Instructor has two main ways that you can use to stream responses out

  1. Iterables: These are useful when you'd like to stream a list of objects of the same type (Eg. use structured outputs to extract multiple users)
  2. Partial Streaming: This is useful when you'd like to stream a single object and you'd like to immediately start processing the response as it comes in.

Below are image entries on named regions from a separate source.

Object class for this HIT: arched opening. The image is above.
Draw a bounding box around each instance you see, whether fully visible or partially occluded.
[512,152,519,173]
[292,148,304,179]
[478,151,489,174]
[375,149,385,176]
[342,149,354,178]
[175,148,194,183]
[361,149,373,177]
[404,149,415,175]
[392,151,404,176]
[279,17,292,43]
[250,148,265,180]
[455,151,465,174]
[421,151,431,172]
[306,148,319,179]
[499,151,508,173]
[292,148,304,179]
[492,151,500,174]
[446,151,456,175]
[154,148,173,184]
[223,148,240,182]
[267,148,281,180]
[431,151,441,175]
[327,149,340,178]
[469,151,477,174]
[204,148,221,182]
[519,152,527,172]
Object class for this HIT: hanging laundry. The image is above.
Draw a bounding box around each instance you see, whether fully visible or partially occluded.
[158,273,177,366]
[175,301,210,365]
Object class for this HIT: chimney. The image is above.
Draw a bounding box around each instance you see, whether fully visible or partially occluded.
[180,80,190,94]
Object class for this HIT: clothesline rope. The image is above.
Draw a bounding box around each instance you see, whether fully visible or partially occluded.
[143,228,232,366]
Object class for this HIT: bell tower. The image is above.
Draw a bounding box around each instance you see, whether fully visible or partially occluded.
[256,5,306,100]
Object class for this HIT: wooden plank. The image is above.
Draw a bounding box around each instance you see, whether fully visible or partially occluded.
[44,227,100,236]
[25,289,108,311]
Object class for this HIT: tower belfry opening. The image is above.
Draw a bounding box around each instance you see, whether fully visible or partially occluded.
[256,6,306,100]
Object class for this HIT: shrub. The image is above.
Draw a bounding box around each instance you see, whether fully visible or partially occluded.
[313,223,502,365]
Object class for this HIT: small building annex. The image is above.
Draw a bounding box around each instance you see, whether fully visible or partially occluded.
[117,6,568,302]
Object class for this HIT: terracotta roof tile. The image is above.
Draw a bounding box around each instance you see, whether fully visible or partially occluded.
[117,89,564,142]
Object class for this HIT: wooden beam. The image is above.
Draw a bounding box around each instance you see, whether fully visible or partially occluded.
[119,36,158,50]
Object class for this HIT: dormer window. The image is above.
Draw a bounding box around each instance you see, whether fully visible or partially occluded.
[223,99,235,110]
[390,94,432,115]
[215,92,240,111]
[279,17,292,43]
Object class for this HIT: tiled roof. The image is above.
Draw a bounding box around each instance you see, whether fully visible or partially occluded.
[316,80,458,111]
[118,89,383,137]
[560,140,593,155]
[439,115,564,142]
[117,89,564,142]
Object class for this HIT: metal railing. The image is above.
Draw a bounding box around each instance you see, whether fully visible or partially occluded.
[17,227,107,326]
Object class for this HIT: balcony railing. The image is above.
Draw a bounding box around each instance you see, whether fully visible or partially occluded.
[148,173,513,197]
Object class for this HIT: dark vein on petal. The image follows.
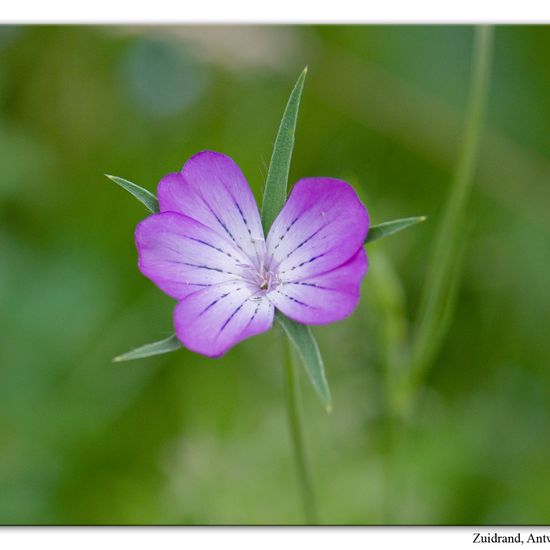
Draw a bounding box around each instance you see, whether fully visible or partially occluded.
[165,260,239,277]
[219,297,250,334]
[285,281,336,290]
[233,199,252,238]
[273,216,303,250]
[275,290,312,307]
[199,292,231,317]
[285,225,326,260]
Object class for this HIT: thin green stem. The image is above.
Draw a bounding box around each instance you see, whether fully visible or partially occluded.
[409,26,493,389]
[284,338,317,525]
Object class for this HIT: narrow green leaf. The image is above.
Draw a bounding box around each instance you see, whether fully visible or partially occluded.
[113,335,181,363]
[262,67,307,235]
[365,216,427,244]
[105,174,160,214]
[276,312,332,412]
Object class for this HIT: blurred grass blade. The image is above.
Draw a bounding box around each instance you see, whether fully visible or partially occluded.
[365,216,427,244]
[411,26,493,385]
[105,174,160,214]
[276,312,332,412]
[262,67,307,236]
[113,334,182,363]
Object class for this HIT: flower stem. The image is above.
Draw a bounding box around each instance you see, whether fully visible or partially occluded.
[284,338,318,525]
[409,26,493,390]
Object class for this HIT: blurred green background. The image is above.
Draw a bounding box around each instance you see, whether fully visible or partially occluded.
[0,26,550,524]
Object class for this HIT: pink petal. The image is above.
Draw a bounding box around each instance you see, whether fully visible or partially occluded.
[158,151,265,272]
[135,212,252,299]
[174,282,274,357]
[267,178,369,282]
[268,247,368,325]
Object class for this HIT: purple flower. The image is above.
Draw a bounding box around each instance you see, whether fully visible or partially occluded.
[136,151,369,357]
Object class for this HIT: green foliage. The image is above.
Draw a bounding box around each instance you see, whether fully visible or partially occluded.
[365,216,426,244]
[276,312,332,411]
[262,67,307,235]
[0,25,550,525]
[113,335,182,363]
[105,174,160,214]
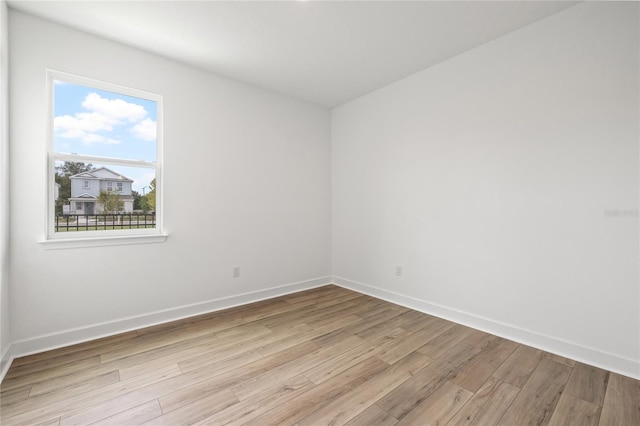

We currently support partial streaming for Cerebras by parsing the raw text completion. We have not implemented streaming for function calling at this point in time yet. Please make sure you have mode=instructor.Mode.CEREBRAS_JSON set when using partial streaming.

import instructor
from cerebras.cloud.sdk import Cerebras, AsyncCerebras
from pydantic import BaseModel
from typing import Iterable

client = instructor.from_cerebras(Cerebras(), mode=instructor.Mode.CEREBRAS_JSON)


class Person(BaseModel):
    name: str
    age: int


resp = client.chat.completions.create_partial(
    model="llama3.1-70b",
    messages=[
        {
            "role": "user",
            "content": "Ivan is 27 and lives in Singapore",
        }
    ],
    response_model=Person,
    stream=True,
)

for person in resp:
    print(person)
    # > name=None age=None
    # > name='Ivan' age=None
    # > name='Ivan' age=27

Iterable Example

import instructor
from cerebras.cloud.sdk import Cerebras, AsyncCerebras
from pydantic import BaseModel
from typing import Iterable

client = instructor.from_cerebras(Cerebras(), mode=instructor.Mode.CEREBRAS_JSON)


class Person(BaseModel):
    name: str
    age: int


resp = client.chat.completions.create_iterable(
    model="llama3.1-70b",
    messages=[
        {
            "role": "user",
            "content": "Extract all users from this sentence : Chris is 27 and lives in San Francisco, John is 30 and lives in New York while their college roomate Jessica is 26 and lives in London",
        }
    ],
    response_model=Person,
    stream=True,
)

for person in resp:
    print(person)
    # > Person(name='Chris', age=27)
    # > Person(name='John', age=30)
    # > Person(name='Jessica', age=26)

Instructor Hooks

Instructor provides several hooks to customize behavior:

Validation Hook

from instructor import Instructor

def validation_hook(value, retry_count, exception):
    print(f"Validation failed {retry_count} times: {exception}")
    return retry_count < 3  # Retry up to 3 times

instructor.patch(client, validation_hook=validation_hook)

Instructor Modes

We provide serveral modes to make it easy to work with the different response models that Cerebras Supports

  1. instructor.Mode.CEREBRAS_JSON : This parses the raw completions as a valid JSON object.
  2. instructor.Mode.CEREBRAS_TOOLS : This uses Cerebras's tool calling mode to return structured outputs to the client.

In general, we recommend using Mode.CEREBRAS_TOOLS because it's the most flexible and future-proof mode. It has the largest set of features that you can specify your schema in and makes things significantly easier to work with.